Lebih jauh Umaryadi mengatakan, modus operandinya, bermula adanya rencana pemanfaatan aset milik Pemprov Sumsel untuk pembangunan fasilitas pendukung Asian Games 2018.
Kemudian disetujui untuk Pasar Cinde dilakukan pengembangan dengan mekanisme Bagun Guna Serah (BGS).
“Bahwa dalam pelaksanaan proses pengadaan tidak dilaksanakan sebagaimana mestinya dan Mitra Bangun Guna Serah (BGS) tidak memenuhi kualifikasi panitia pengadaan. Kemudian dilakukan penandatanganan kontrak yang mana kontrak tersebut tidak sesuai dengan peraturan perundang-undangan yang berlaku,” tegasnya.
Akibat kontrak tersebut mengakibatkan hilangnya bangunan cagar budaya pasar cinde.
Serta terdapat juga aliran dana dari mitra kerjasama ke pejabat terkait pengurangan Bea Perolehan Hak atas Tanah dan Bangunan (BPHTB)
“Ditemukan Fakta dari bukti elektronik (chatting handphone) yaitu adanya usaha untuk menghalang-halangi proses Penyidikan yaitu ada yang bersedia pasang badan dengan kompensasi sejumlah uang senilai kurang lebih Rp 17 miiliar serta ada upaya mencarikan pemeran pengganti untuk menjadi tersangka. Tidak menutup kemungkinan para Tersangka dikenakan Pasal Penghalangan Penyidikan (Obstruction Of Justice),” ungkapnya sambil mengatakan hingga kini saksi sudah diperiksa kurang lebih 74 saksi.

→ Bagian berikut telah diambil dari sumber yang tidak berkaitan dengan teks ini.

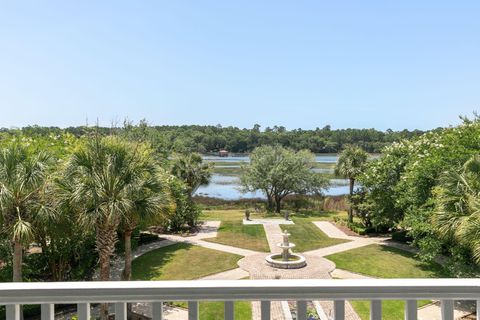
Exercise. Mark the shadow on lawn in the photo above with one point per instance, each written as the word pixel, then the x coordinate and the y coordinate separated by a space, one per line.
pixel 149 265
pixel 437 270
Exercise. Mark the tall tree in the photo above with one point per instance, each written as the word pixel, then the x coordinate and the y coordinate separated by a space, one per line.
pixel 191 169
pixel 105 174
pixel 150 200
pixel 22 176
pixel 350 165
pixel 457 213
pixel 279 172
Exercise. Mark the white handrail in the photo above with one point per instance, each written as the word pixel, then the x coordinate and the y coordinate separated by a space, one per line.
pixel 231 290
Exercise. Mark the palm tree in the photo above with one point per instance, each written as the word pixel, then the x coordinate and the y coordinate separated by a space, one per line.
pixel 350 165
pixel 150 200
pixel 23 174
pixel 191 169
pixel 457 211
pixel 105 176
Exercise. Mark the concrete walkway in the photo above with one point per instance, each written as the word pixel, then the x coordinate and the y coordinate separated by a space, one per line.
pixel 208 230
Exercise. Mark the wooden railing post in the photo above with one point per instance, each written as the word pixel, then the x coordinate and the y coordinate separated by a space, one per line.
pixel 447 309
pixel 83 311
pixel 376 310
pixel 339 309
pixel 157 310
pixel 411 310
pixel 192 310
pixel 48 312
pixel 13 312
pixel 120 311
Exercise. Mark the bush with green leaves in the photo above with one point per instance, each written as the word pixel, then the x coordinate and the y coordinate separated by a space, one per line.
pixel 400 185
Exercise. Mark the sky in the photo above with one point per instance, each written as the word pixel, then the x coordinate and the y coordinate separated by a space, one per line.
pixel 301 64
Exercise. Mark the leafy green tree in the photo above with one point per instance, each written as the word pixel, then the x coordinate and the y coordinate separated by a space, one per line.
pixel 106 175
pixel 350 165
pixel 150 202
pixel 279 172
pixel 457 214
pixel 191 169
pixel 23 172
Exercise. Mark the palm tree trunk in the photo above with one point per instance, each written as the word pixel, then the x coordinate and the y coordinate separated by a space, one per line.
pixel 17 261
pixel 127 271
pixel 278 205
pixel 106 238
pixel 350 209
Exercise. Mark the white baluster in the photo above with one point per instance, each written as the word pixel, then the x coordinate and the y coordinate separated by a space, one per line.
pixel 339 309
pixel 478 308
pixel 411 310
pixel 192 310
pixel 301 310
pixel 48 312
pixel 83 311
pixel 229 310
pixel 120 311
pixel 13 312
pixel 376 310
pixel 447 309
pixel 265 310
pixel 157 310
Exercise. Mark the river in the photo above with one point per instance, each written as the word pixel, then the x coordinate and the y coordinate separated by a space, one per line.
pixel 227 186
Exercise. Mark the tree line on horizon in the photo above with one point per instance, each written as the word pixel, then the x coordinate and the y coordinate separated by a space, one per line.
pixel 211 139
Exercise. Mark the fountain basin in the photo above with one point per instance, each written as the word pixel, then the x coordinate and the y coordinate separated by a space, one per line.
pixel 294 261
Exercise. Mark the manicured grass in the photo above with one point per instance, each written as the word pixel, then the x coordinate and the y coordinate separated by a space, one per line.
pixel 391 309
pixel 308 215
pixel 228 215
pixel 304 233
pixel 186 262
pixel 234 233
pixel 386 262
pixel 307 236
pixel 182 262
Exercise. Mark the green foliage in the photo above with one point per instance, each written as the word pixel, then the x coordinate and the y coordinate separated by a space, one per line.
pixel 186 213
pixel 279 172
pixel 191 169
pixel 408 184
pixel 457 211
pixel 187 139
pixel 351 162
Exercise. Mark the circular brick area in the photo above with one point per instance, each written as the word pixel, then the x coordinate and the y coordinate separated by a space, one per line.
pixel 316 268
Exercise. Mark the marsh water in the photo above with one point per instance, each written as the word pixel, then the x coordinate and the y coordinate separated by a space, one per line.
pixel 226 185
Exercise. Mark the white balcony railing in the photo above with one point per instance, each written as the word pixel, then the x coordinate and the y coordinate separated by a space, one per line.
pixel 83 293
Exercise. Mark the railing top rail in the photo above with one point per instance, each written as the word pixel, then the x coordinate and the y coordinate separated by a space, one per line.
pixel 139 291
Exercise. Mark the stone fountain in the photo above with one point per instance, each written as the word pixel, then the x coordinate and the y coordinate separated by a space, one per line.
pixel 286 259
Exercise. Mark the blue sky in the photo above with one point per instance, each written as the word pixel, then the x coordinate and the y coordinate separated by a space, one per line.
pixel 382 64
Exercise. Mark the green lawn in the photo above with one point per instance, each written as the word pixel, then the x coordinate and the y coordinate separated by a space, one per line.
pixel 386 262
pixel 307 236
pixel 186 262
pixel 182 262
pixel 234 233
pixel 304 233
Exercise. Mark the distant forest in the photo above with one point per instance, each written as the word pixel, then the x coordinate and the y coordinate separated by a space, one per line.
pixel 210 139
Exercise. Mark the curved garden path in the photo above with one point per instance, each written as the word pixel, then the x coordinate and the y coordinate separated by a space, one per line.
pixel 280 309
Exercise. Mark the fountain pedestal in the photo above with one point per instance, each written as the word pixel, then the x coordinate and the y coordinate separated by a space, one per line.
pixel 286 259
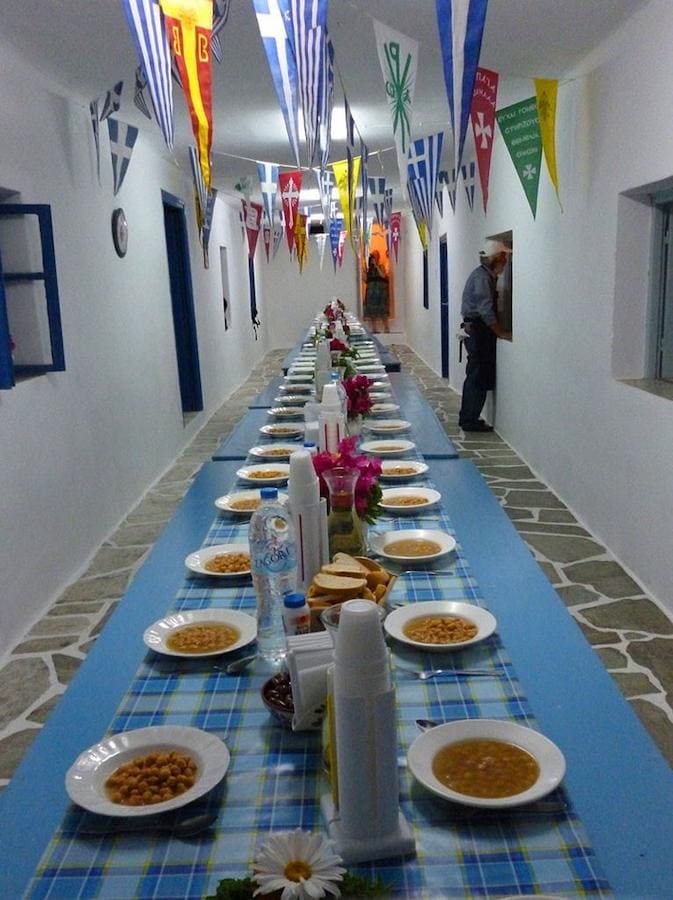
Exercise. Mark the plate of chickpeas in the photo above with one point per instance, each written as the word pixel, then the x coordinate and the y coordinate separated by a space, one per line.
pixel 221 561
pixel 201 632
pixel 147 770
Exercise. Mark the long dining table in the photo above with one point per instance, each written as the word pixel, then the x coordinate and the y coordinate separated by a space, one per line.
pixel 608 831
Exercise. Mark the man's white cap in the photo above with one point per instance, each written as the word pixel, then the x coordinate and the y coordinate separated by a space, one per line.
pixel 492 248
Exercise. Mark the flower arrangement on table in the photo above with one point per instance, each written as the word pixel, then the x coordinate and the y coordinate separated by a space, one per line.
pixel 298 865
pixel 367 489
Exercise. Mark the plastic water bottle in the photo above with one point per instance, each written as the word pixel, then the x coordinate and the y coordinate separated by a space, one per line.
pixel 273 558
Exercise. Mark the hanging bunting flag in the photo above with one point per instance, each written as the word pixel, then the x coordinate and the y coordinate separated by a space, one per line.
pixel 308 36
pixel 266 234
pixel 395 231
pixel 398 57
pixel 122 141
pixel 271 18
pixel 482 115
pixel 468 171
pixel 93 112
pixel 377 192
pixel 207 224
pixel 423 169
pixel 112 101
pixel 268 183
pixel 190 24
pixel 521 131
pixel 252 216
pixel 546 91
pixel 220 16
pixel 290 188
pixel 321 240
pixel 335 229
pixel 138 93
pixel 278 232
pixel 461 25
pixel 151 42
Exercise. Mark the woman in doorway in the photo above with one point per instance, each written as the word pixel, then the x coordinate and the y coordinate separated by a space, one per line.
pixel 376 293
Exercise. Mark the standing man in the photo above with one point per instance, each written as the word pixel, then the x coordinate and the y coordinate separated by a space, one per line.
pixel 480 321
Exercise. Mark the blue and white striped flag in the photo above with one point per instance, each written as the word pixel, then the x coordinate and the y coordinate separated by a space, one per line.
pixel 309 43
pixel 271 18
pixel 122 140
pixel 149 36
pixel 377 192
pixel 467 170
pixel 138 95
pixel 461 26
pixel 220 16
pixel 268 183
pixel 423 168
pixel 112 101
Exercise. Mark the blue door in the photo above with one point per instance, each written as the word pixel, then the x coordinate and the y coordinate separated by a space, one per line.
pixel 182 302
pixel 444 304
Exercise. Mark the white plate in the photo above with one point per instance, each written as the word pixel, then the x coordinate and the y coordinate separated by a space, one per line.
pixel 387 426
pixel 156 636
pixel 446 543
pixel 482 618
pixel 430 496
pixel 388 469
pixel 245 473
pixel 426 746
pixel 85 779
pixel 387 448
pixel 296 429
pixel 379 408
pixel 262 452
pixel 225 503
pixel 196 562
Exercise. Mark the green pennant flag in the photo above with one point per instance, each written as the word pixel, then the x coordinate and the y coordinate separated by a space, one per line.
pixel 520 128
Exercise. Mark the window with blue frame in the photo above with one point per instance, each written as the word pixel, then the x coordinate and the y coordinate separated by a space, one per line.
pixel 31 339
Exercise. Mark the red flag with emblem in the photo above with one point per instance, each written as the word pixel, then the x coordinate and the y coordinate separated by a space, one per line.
pixel 482 115
pixel 290 188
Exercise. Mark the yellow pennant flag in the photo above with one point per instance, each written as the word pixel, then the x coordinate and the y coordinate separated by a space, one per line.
pixel 346 197
pixel 189 24
pixel 546 90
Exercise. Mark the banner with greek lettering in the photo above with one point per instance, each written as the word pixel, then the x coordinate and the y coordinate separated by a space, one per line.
pixel 520 129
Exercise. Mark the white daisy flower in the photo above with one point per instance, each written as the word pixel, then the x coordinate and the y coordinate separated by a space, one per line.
pixel 302 865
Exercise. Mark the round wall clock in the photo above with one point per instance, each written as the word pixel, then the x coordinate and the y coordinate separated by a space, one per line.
pixel 120 232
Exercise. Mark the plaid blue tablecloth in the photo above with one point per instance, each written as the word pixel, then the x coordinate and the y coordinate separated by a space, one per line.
pixel 276 779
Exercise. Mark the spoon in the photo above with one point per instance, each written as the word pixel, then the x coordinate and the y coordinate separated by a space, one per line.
pixel 182 828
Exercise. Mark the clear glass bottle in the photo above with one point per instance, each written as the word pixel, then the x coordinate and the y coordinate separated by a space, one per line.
pixel 344 527
pixel 273 560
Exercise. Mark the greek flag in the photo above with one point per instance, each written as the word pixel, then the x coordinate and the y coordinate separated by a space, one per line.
pixel 149 36
pixel 138 95
pixel 377 191
pixel 271 17
pixel 423 168
pixel 122 141
pixel 461 25
pixel 309 43
pixel 220 16
pixel 268 182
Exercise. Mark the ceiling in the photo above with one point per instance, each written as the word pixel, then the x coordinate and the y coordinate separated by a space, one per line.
pixel 85 45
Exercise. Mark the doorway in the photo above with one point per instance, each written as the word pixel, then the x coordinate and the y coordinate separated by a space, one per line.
pixel 182 303
pixel 444 304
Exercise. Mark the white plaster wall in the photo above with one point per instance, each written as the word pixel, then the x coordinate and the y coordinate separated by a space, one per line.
pixel 78 448
pixel 603 446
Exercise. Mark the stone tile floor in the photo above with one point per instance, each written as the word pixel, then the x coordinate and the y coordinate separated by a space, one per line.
pixel 630 632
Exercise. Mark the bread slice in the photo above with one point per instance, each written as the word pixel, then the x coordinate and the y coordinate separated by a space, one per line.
pixel 324 583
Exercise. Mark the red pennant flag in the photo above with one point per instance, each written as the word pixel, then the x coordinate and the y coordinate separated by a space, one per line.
pixel 290 187
pixel 395 230
pixel 482 114
pixel 252 216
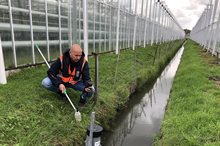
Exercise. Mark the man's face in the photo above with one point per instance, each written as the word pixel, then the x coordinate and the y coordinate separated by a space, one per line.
pixel 75 54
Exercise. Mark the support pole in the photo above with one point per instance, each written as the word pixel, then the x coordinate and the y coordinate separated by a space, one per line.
pixel 85 28
pixel 2 66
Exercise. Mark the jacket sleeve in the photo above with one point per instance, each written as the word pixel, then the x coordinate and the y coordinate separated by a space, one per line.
pixel 85 73
pixel 54 71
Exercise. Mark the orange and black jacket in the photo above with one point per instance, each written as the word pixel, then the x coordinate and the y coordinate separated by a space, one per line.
pixel 64 71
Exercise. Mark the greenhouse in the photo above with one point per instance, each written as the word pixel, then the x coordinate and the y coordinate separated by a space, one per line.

Tim Penyidik Kejaksaan Tinggi Sumatera Selatan tentu saja akan terus mendalami alat bukti terkait keterlibatan pihak lain yang dapat dimintai pertanggungjawaban pidananya, serta akan segera melakukan tindakan hukum lain yang diperlukan sehubungan dengan penyidikan dimaksud.
Lebih jauh Umaryadi mengatakan, perbuatan tersangka melanggar Pasal 2 Ayat (1) jo. Pasal 18 Undang-undang Nomor 31 Tahun 1999 Tentang Pemberantasan Tindak Pidana Korupsi sebagaimana telah diubah dan ditambah dengan Undang-undang Nomor 20 Tahun 2001 Tentang perubahan atas Undang-undang Nomor 31 Tahun 1999 Tentang Pemberantasan Tindak Pidana Korupsi jo. Pasal 55 Ayat (1) Ke-1 KUHPidana;
Subsidair :
Pasal 3 jo. Pasal 18 Undang-undang Nomor 31 Tahun 1999 Tentang Pemberantasan Tindak Pidana Korupsi sebagaimana telah diubah dan ditambah dengan Undang-undang Nomor 20 Tahun 2001 Tentang perubahan atas Undang-undang Nomor 31 Tahun 1999 Tentang Pemberantasan Tindak Pidana Korupsi jo. Pasal 55 Ayat (1) Ke-1 KUHPidana.
Atau Pasal 13 Undang-undang Nomor 31 Tahun 1999 Tentang Pemberantasan Tindak Pidana Korupsi sebagaimana telah diubah dan ditambah dengan Undang-undang Nomor 20 Tahun 2001 Tentang perubahan atas Undang-undang Nomor 31 Tahun 1999 Tentang Pemberantasan Tindak Pidana Korupsi.
“Para Saksi yang sudah diperiksa sampai saat ini berjumlah 74 orang,” tutupnya.